The Democracy Campaign recently estimated that special interest groups spent $4.8 million to influence the state Supreme Court race. A spokesman for the top spender, Wisconsin Manufacturers and Commerce, insisted our estimate was inaccurate but wouldn’t say why and refused to offer up any numbers to prove it wrong. He repeated for the umpteenth time the company line that groups like WMC have a First Amendment right to keep the public in the dark about how much is spent to sway voters and where that money comes from.
In effect, those who are taking ownership of our courts and our state legislature and our governor are saying that they have a constitutional right not only to wield daggers in the political arena but also to hide under cloaks while they do it.
What they also are effectively saying – over and over and over again until even people who ought to know better accept it as a universal truth – is that we have to choose between judicial independence and free speech. Or choose between open, honest government and the right to speak.
Those are false choices.
No constitutional right is absolute or unconditional. Among other things, the First Amendment guarantees freedom of the press. But ask any of the countless journalists who have been jailed or the judges who put them behind bars if there are limits to that freedom.
Or take the Second Amendment. “A well regulated militia, being necessary to the security of a free state, the right of the people to keep and bear arms, shall not be infringed.”
Put aside for a moment that some believe the “well regulated militia” clause means the Second Amendment bestows a collective right to bear arms, not an individual right. Most people, and most courts, believe it protects an individual’s right to possess weapons. But that doesn’t mean that individuals have an unconditional right to keep and bear any and all arms. For instance, no one in their right mind would say the Second Amendment establishes an individual’s right to possess nuclear arms.
Just as an individual’s possession of a weapon of mass destruction would pose an intolerable threat to other community members’ rights to life, liberty and security, the First Amendment right of free speech likewise can be exercised in a way that does violence to citizen rights and the common good.
We have reached that point in Wisconsin politics.

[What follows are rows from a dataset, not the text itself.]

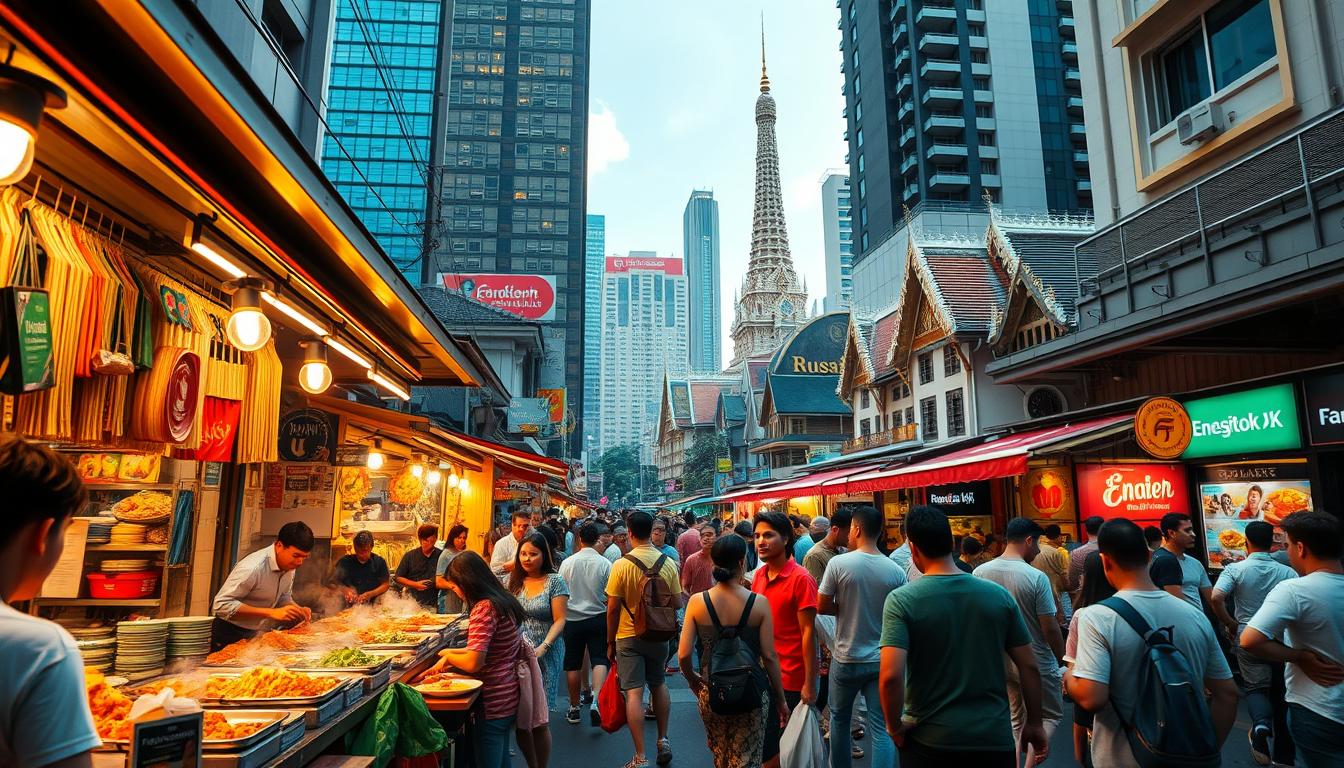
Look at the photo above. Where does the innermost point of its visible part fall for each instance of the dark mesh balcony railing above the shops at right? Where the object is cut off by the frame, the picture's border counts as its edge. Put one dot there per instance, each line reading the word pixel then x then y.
pixel 1236 209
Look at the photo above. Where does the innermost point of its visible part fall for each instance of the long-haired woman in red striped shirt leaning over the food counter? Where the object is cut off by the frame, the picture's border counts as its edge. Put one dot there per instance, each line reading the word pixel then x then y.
pixel 491 654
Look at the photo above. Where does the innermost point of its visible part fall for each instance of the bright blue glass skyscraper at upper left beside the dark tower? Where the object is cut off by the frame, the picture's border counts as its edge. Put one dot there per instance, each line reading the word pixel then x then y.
pixel 385 59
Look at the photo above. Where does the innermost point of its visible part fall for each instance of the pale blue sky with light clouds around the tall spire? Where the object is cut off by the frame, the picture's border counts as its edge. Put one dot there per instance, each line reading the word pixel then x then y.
pixel 674 89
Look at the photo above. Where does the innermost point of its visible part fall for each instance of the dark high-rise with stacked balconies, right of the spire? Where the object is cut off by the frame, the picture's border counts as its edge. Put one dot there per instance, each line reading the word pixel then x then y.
pixel 950 103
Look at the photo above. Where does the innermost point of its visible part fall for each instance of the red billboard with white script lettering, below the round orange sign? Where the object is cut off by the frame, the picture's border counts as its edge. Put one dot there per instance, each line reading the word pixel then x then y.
pixel 1140 493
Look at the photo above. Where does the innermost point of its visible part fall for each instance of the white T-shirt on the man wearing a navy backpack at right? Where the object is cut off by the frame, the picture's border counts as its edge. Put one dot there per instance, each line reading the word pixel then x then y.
pixel 1111 653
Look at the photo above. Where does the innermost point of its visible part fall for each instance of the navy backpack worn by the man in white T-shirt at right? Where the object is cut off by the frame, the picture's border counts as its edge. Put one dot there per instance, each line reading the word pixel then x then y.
pixel 1171 726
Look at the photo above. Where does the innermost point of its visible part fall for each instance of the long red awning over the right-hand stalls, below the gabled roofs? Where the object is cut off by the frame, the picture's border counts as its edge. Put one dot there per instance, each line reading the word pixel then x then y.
pixel 1003 458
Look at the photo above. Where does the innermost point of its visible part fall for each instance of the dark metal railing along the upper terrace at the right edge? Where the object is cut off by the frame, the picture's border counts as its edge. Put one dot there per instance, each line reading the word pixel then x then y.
pixel 1273 180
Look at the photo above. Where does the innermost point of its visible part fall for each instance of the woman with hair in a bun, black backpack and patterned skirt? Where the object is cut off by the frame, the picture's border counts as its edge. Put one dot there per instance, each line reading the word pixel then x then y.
pixel 739 661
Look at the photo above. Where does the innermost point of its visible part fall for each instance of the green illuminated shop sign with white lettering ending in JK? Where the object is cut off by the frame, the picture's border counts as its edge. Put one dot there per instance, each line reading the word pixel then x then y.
pixel 1252 422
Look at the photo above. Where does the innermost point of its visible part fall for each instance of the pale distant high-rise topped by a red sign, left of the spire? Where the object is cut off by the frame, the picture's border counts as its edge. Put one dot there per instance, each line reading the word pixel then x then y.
pixel 644 340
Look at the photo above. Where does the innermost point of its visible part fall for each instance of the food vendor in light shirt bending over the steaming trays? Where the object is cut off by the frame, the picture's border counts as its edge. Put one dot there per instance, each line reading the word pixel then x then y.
pixel 260 592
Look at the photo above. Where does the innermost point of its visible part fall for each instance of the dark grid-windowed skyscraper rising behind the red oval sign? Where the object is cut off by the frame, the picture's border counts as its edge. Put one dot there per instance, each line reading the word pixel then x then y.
pixel 514 170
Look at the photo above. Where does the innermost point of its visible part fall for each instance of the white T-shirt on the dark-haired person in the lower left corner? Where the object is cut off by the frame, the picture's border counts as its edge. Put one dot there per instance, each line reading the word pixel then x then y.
pixel 44 707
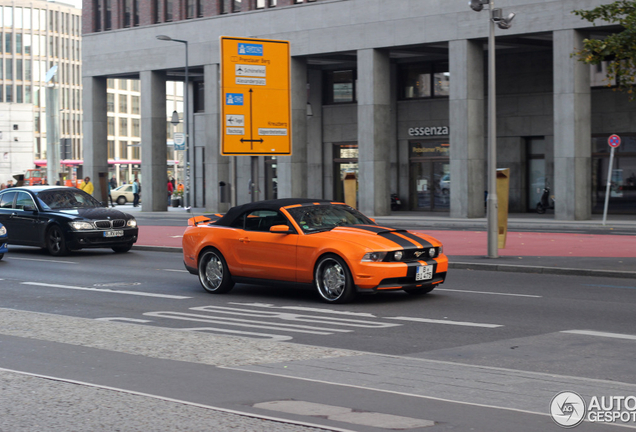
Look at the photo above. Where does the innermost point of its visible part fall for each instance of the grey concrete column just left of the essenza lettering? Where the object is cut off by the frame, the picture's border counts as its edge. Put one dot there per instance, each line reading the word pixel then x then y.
pixel 374 125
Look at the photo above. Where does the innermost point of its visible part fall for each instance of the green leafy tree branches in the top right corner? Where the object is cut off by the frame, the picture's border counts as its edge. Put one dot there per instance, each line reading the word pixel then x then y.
pixel 619 48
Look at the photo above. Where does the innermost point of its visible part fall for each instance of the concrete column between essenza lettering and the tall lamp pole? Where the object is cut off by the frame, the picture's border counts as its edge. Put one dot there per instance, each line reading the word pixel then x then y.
pixel 467 140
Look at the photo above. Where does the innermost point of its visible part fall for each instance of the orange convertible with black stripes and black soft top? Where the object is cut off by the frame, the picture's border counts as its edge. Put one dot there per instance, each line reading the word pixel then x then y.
pixel 330 245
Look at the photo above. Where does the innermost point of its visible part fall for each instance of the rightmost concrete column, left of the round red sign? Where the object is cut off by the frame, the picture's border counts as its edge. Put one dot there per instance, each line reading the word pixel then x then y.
pixel 572 129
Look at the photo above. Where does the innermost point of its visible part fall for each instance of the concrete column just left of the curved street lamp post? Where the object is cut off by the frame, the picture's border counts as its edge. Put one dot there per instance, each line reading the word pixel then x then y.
pixel 153 141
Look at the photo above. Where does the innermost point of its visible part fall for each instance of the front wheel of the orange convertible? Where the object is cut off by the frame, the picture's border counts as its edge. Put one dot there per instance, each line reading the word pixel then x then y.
pixel 333 280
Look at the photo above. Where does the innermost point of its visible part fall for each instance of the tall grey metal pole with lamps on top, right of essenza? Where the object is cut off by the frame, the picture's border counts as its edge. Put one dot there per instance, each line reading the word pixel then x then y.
pixel 492 204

In the Supreme Court election, two lobbying groups and three very shadowy front groups did 90 percent of the television advertising. With five interest groups doing almost all of the talking, the candidates in the race largely became bystanders in their own election. They had the right to speak, but virtually no way to be heard. A lot of good the First Amendment did them.
Voters got even more of a raw deal. Elections are supposed to be dialogues between candidates and voters. This one was a special interest monologue. The First Amendment wasn’t worth the paper it’s written on to ordinary citizens in this election. On top of that, in the name of the First Amendment voters were denied essential information about who paid for the more than 12,000 TV ads that were aired in the Supreme Court race, or even how much they cost.
It’s time we start distinguishing between the exercise of free speech and the abuse of it.